The range, type, and volume of data that companies now handle is growing exponentially. Ensuring that you have an understanding of where your data is—and where it came from—has become vital, particularly in light of increasing legislation and expectations around data protection. Regulations like HIPAA, the EU–US Privacy Shield, and the General Data Protection Regulation (GDPR) are already in place, and the California Consumer Privacy Act will come into play on January 1, 2020.
At the same time, the increasing adoption of DevOps is enabling companies to move from infrequent, big-bang releases to a constant stream of small releases in order to get features from the keyboards of developers into the hands of customers faster. That includes the database, because changes to front-end applications often require the back-end database to be updated as well. If continuously updating the database is excluded from your DevOps process, it hinders the ability to continuously deliver new functionality.
In order to be able to create, accurately test, and deploy database updates quickly and seamlessly, however, developers often need to work with copies of the production database that contain the very data that customers now expect to be protected. In a survey of almost five hundred SQL Server professionals, 83 percent of respondents said they want to use production data in development and testing, but they are naturally restricted due to concerns around data sensitivity, storage, and regulatory requirements. Without access to production-like data for testing, DevOps processes won’t produce releasable code.
It can appear that these two needs—a desire for end-to-end DevOps and the protection of sensitive data—are in conflict, but if done correctly, they can be two sides of the same coin. DevOps processes such as version control and delivery automation introduce the very measures needed to properly control, audit, and protect sensitive production data.

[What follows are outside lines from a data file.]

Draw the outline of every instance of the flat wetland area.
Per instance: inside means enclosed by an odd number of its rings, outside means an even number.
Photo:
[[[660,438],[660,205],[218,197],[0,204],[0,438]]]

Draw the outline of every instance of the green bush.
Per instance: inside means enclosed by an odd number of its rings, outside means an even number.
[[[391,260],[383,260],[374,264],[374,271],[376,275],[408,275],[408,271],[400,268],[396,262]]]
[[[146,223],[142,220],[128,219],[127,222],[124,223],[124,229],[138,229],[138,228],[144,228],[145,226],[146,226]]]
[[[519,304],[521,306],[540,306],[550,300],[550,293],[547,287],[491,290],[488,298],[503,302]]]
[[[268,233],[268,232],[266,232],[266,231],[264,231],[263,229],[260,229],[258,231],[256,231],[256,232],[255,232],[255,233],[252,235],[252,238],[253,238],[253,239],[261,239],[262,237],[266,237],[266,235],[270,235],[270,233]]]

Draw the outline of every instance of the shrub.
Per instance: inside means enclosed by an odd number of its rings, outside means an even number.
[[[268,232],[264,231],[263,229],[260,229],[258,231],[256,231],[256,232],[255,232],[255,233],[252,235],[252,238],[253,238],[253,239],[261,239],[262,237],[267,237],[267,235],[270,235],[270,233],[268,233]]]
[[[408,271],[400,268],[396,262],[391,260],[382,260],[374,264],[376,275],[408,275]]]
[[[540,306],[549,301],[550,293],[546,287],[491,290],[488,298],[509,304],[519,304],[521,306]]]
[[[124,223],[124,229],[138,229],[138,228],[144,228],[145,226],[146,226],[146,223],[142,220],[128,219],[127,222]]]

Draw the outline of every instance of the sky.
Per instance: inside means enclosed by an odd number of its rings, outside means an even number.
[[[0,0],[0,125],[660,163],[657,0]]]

The key to keeping production data safe while using it during your DevOps process is to focus on four areas.
1. Discovery: Understand Where Your Data Lives
This may sound easy, but data within organizations tends to leak into lots of different places, so if it’s not protected during use, that can expose the organization to data privacy risks.
All customer data begins in production, but look to see where else it exists within your systems. Consider using automated data discovery tools to scan your network and cloud providers to get a full picture of all your data and where it is located.
Bear in mind that you have to be able to know the stages along the journey—it isn’t enough to know where data begins and where it ends up. For example, someone in the test team might set up a temporary testing database in Azure and then forget about it when they move on to something else. If this test database includes production data, it gives people inadvertent access to data in ways that haven’t been thought about or protected against.
The ultimate answer is to create a record of every server and backup, copy, and legacy system in order to gain a real understanding of where the data flowing through your delivery process is stored and used, as well as who has access to it. Use configuration management tools and DevOps automation to track where data resides, and set up access properly so data is not left unprotected.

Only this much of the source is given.